Mining malware may now be painfully familiar to anyone with even a passing awareness of cryptocurrency, but so far businesses and consumers alike are failing to significantly curb its growing threat.
On May 14, Israeli cybersecurity firm Check Point released its latest Global Threat Index, and for the fifth consecutive month it found that the Coinhive crypto-miner is the “most prevalent malware” in the world, affecting 16 percent of organisations globally.
Meanwhile, Santa Clara-based Malwarebytes released its cybercrime tactics and techniques: Q1 2018 report on April 9, finding that businesses had seen a 27 percent increase in mining malware in the first three months of the year compared to the previous three.
However, while the year-on-year growth in the value of cryptocurrencies would indicate that mining malware is going to continue spreading in parallel, there are some emerging signs that organisations at least are coming to terms with the threat posed by malware.
Exploiting basic vulnerabilities
Perhaps more worrying are the means by which mining malware such as Coinhive and Cryptoloot are gaining footholds in IT systems.

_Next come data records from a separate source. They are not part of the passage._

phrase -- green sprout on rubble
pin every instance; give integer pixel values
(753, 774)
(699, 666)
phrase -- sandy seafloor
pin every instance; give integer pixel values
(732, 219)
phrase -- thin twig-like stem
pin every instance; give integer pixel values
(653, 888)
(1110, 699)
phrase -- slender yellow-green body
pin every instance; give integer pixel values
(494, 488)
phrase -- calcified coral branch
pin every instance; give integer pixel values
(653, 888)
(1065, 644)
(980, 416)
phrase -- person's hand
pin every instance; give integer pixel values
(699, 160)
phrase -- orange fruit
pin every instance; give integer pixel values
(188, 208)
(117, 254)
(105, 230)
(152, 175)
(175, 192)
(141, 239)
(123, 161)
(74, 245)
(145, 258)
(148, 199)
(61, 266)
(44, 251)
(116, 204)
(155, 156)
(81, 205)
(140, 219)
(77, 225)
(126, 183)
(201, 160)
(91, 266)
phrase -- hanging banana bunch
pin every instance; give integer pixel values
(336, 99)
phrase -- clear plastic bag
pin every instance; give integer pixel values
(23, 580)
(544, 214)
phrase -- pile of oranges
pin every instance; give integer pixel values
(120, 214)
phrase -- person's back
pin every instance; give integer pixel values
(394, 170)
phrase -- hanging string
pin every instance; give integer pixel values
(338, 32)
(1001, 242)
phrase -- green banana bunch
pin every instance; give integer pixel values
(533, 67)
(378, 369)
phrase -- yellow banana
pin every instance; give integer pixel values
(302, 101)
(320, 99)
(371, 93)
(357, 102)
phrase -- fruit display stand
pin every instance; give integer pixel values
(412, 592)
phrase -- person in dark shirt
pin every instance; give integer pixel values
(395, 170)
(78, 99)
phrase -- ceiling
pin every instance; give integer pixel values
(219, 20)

According to Check Point, hackers are increasingly zoning in on more basic vulnerabilities, such as unpatched bugs in Microsoft Windows Server 2003 and in Oracle Web Logic.
46 percent of the organisations Check Point surveyed had been attacked in April as a result of the Microsoft Windows Server 2003 vulnerability, while 40 percent had been hit because of the Oracle Web Logic flaw. According to Horowitz: “It is troubling that so many organisations were impacted by these known vulnerabilities, especially as patches for both have been available for at least 6 months.”